Fragment reference Authoring Domains
tags
guidedomain

The mental model

A domain is a bounded context — a coherent slice of your system where terms have precise, unambiguous meaning. It is not a database schema, not a microservice boundary, and not a module in your codebase. It is a language boundary: inside the domain, everyone agrees on what “Session” or “Bookmark” means.

Think of a domain as the answer to: “What does this part of the system know and do?”

Actions and events first

The most common mistake is starting with a data model. Resist this. Begin with what the system does:

  1. Actions — commands that change state (“add-bookmark”, “lock-account”)
  2. Events — facts that happened (“bookmark-added”, “account-locked”)

Only after you have a clear picture of behaviour should you derive the model. The DBML schema emerges from your aggregates; it does not drive them.

Identifying domain boundaries

Use these heuristics to decide if something belongs in one domain or deserves its own:

  • Language test: If the same word means different things in two contexts (“Order” in shipping vs. billing), you have two domains.
  • Change frequency: Things that change together belong together. If changing the authentication rules never touches bookmarking logic, they are separate.
  • Team ownership: If two different teams would naturally own the concepts, split them.
  • Event coupling: If domain A emits an event that domain B listens to, they are likely separate. If they share internal state, they might be one domain that needs splitting.

Relationship to features and flows

Domains are lower-level than features. A feature uses a domain’s API; it does not redefine it. Multiple features can share a single domain. Flows reference domain actions as step operations.

The cross-reference works like this:

  • A feature declares domains="domain/auth" to state its dependency
  • A flow step uses action="login" which must be declared in some domain’s API

Structuring domain content

Glossary

Define terms when they are ambiguous, overloaded, or specific to your bounded context. Skip obvious terms — a glossary is not a dictionary. Every term should pass the test: “Would a new team member misunderstand this without a definition?”

Model (DBML)

Derive your model from aggregates. Each table note should name the aggregate it belongs to and the commands it handles. Use the model to communicate storage shape, not to design it up-front.

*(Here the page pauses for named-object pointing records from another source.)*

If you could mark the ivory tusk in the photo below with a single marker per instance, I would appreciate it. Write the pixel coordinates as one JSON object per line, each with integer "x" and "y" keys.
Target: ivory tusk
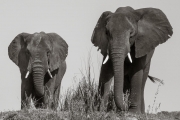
{"x": 49, "y": 73}
{"x": 27, "y": 74}
{"x": 129, "y": 56}
{"x": 107, "y": 57}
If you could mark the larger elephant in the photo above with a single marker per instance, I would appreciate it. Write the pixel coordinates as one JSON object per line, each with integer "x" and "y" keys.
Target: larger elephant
{"x": 41, "y": 60}
{"x": 134, "y": 34}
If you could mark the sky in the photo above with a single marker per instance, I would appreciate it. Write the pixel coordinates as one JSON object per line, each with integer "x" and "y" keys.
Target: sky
{"x": 75, "y": 21}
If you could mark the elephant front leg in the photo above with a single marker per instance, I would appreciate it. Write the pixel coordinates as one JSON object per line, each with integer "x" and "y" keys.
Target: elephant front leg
{"x": 135, "y": 92}
{"x": 105, "y": 82}
{"x": 145, "y": 75}
{"x": 26, "y": 91}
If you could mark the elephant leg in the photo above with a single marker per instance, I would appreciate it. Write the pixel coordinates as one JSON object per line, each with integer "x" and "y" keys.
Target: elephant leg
{"x": 145, "y": 75}
{"x": 135, "y": 91}
{"x": 105, "y": 82}
{"x": 56, "y": 98}
{"x": 26, "y": 90}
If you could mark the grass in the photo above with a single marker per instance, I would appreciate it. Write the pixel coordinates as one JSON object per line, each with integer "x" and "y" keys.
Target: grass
{"x": 83, "y": 103}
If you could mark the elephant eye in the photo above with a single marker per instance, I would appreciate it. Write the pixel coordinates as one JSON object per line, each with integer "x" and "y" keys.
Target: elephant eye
{"x": 27, "y": 52}
{"x": 48, "y": 54}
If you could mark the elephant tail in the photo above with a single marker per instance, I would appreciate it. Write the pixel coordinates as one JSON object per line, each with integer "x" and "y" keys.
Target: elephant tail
{"x": 154, "y": 79}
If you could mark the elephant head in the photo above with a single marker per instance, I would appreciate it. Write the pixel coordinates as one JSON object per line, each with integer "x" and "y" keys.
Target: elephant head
{"x": 116, "y": 33}
{"x": 37, "y": 54}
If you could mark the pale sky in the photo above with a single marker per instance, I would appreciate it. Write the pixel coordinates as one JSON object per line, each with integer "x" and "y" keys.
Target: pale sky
{"x": 74, "y": 21}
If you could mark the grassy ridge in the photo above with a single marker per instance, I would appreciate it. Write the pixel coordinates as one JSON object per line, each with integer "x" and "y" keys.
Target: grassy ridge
{"x": 83, "y": 103}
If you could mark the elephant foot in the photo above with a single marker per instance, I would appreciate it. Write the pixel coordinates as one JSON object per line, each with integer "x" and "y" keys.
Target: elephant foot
{"x": 134, "y": 109}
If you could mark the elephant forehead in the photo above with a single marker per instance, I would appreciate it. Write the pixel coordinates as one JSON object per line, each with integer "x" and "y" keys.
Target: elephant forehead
{"x": 36, "y": 39}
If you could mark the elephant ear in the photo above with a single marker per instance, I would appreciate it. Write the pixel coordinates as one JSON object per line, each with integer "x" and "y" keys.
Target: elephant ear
{"x": 15, "y": 48}
{"x": 99, "y": 37}
{"x": 153, "y": 29}
{"x": 59, "y": 51}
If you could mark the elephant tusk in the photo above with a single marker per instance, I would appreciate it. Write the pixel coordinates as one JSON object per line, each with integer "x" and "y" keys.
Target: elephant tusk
{"x": 27, "y": 74}
{"x": 169, "y": 36}
{"x": 107, "y": 57}
{"x": 129, "y": 56}
{"x": 49, "y": 73}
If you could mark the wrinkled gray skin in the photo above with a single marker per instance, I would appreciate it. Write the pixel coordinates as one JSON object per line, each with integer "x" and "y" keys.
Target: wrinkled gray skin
{"x": 125, "y": 31}
{"x": 37, "y": 53}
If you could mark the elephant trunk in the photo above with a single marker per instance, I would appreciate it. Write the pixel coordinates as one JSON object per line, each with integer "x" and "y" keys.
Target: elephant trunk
{"x": 118, "y": 56}
{"x": 38, "y": 79}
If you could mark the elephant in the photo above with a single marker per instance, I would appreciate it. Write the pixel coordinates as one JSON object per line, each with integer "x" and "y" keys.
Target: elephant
{"x": 41, "y": 61}
{"x": 127, "y": 39}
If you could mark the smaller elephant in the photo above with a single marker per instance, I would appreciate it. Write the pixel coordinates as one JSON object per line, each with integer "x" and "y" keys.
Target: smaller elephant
{"x": 41, "y": 60}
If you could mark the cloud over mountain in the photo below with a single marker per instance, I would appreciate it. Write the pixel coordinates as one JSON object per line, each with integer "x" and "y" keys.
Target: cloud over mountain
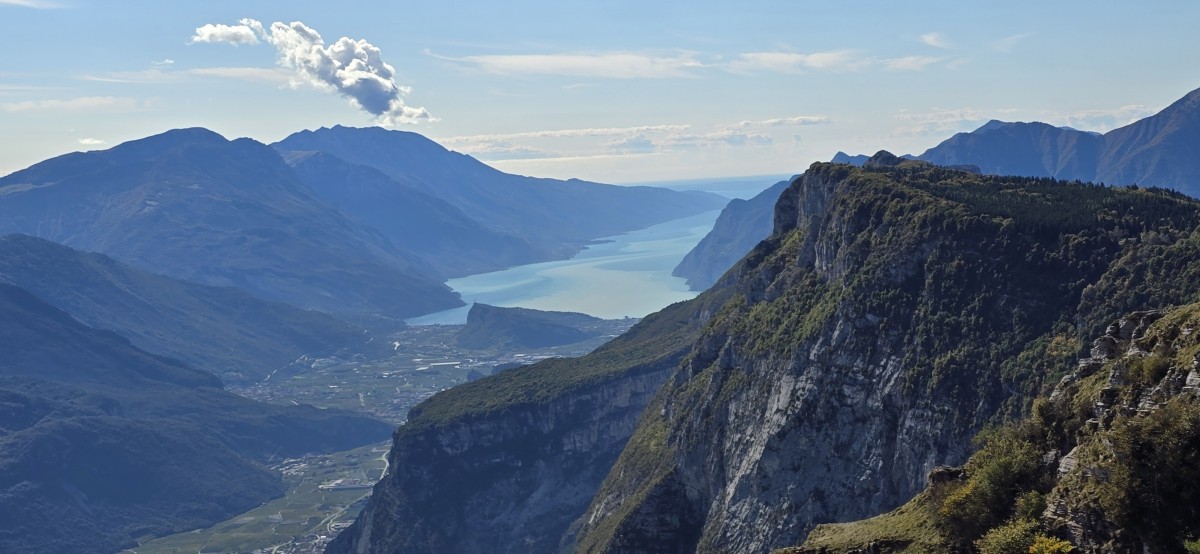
{"x": 353, "y": 68}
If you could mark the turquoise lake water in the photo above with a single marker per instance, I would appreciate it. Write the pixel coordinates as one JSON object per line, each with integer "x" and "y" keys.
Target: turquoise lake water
{"x": 627, "y": 276}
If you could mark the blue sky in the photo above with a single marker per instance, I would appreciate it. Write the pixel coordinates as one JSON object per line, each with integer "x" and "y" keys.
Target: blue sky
{"x": 613, "y": 91}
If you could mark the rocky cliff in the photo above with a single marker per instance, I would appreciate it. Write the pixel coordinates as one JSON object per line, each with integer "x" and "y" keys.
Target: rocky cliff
{"x": 865, "y": 343}
{"x": 739, "y": 227}
{"x": 1104, "y": 463}
{"x": 504, "y": 464}
{"x": 895, "y": 309}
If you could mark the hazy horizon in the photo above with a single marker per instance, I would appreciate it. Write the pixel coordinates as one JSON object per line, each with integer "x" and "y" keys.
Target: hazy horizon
{"x": 610, "y": 92}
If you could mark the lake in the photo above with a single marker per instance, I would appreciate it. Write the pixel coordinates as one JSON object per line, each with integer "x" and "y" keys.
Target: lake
{"x": 621, "y": 276}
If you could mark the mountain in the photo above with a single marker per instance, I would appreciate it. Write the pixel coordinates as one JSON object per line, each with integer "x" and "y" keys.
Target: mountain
{"x": 1102, "y": 464}
{"x": 1031, "y": 149}
{"x": 491, "y": 326}
{"x": 102, "y": 443}
{"x": 192, "y": 205}
{"x": 221, "y": 330}
{"x": 739, "y": 227}
{"x": 1161, "y": 150}
{"x": 556, "y": 217}
{"x": 535, "y": 443}
{"x": 444, "y": 236}
{"x": 894, "y": 311}
{"x": 1157, "y": 151}
{"x": 857, "y": 160}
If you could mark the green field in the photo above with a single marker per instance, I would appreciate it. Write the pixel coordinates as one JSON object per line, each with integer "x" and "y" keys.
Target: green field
{"x": 300, "y": 522}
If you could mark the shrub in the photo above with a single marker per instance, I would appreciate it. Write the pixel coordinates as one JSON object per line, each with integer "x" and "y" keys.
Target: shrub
{"x": 1044, "y": 545}
{"x": 1015, "y": 536}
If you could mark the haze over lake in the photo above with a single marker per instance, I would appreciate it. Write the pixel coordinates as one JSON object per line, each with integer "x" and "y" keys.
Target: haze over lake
{"x": 629, "y": 275}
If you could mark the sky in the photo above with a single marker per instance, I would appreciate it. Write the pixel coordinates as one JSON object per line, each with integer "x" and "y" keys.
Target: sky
{"x": 612, "y": 91}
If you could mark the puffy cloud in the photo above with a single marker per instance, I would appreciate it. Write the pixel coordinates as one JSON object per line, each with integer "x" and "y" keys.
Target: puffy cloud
{"x": 353, "y": 68}
{"x": 228, "y": 34}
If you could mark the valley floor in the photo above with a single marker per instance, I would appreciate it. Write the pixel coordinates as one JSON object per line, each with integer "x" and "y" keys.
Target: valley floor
{"x": 384, "y": 379}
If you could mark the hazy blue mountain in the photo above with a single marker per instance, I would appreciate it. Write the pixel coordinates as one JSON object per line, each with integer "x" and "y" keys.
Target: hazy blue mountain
{"x": 192, "y": 205}
{"x": 1162, "y": 150}
{"x": 101, "y": 443}
{"x": 439, "y": 233}
{"x": 555, "y": 216}
{"x": 739, "y": 227}
{"x": 221, "y": 330}
{"x": 491, "y": 326}
{"x": 1031, "y": 149}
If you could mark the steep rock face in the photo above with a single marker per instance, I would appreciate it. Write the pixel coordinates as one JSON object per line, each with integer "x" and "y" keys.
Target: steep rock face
{"x": 508, "y": 462}
{"x": 1103, "y": 464}
{"x": 865, "y": 342}
{"x": 739, "y": 227}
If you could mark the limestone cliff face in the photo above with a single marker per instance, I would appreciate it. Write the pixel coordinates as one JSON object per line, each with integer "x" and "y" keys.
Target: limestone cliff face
{"x": 867, "y": 341}
{"x": 505, "y": 463}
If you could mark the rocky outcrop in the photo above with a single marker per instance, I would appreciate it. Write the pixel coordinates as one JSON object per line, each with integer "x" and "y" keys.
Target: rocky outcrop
{"x": 868, "y": 339}
{"x": 894, "y": 311}
{"x": 739, "y": 227}
{"x": 505, "y": 463}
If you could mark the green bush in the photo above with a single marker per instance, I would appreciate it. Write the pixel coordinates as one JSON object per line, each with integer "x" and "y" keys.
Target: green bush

API (actions, operations, events, errors)

  • Actions are fire-and-forget commands (no return value)
  • Operations are request/response (return a value, can throw errors)
  • Events are facts broadcast after state changes
  • Errors are named failure modes with codes

Policies

Policies express reactive rules: “When X happens, automatically do Y.” They capture business logic that runs without user intervention. Example: “When login fails three times, lock the account.”

Common mistakes

MistakeWhy it hurts
UI concerns in domainsDomains model business logic, not presentation. “Show a toast” is a feature/surface concern.
Skipping eventsWithout events, other domains cannot react. Events are the integration contract.
Premature modelDesigning tables before understanding behaviour leads to CRUD-driven specs that miss the point.
One giant domainIf your domain has 15+ actions, it likely contains multiple bounded contexts. Split it.
Duplicating feature APIThe domain owns the canonical API. Features reference it; they do not redeclare the same actions.

Evolution

Domains grow as you discover new behaviour. Add actions and events freely. Be cautious about renaming — other documents reference your API by name. When a domain becomes unwieldy, extract a sub-domain and update cross-references.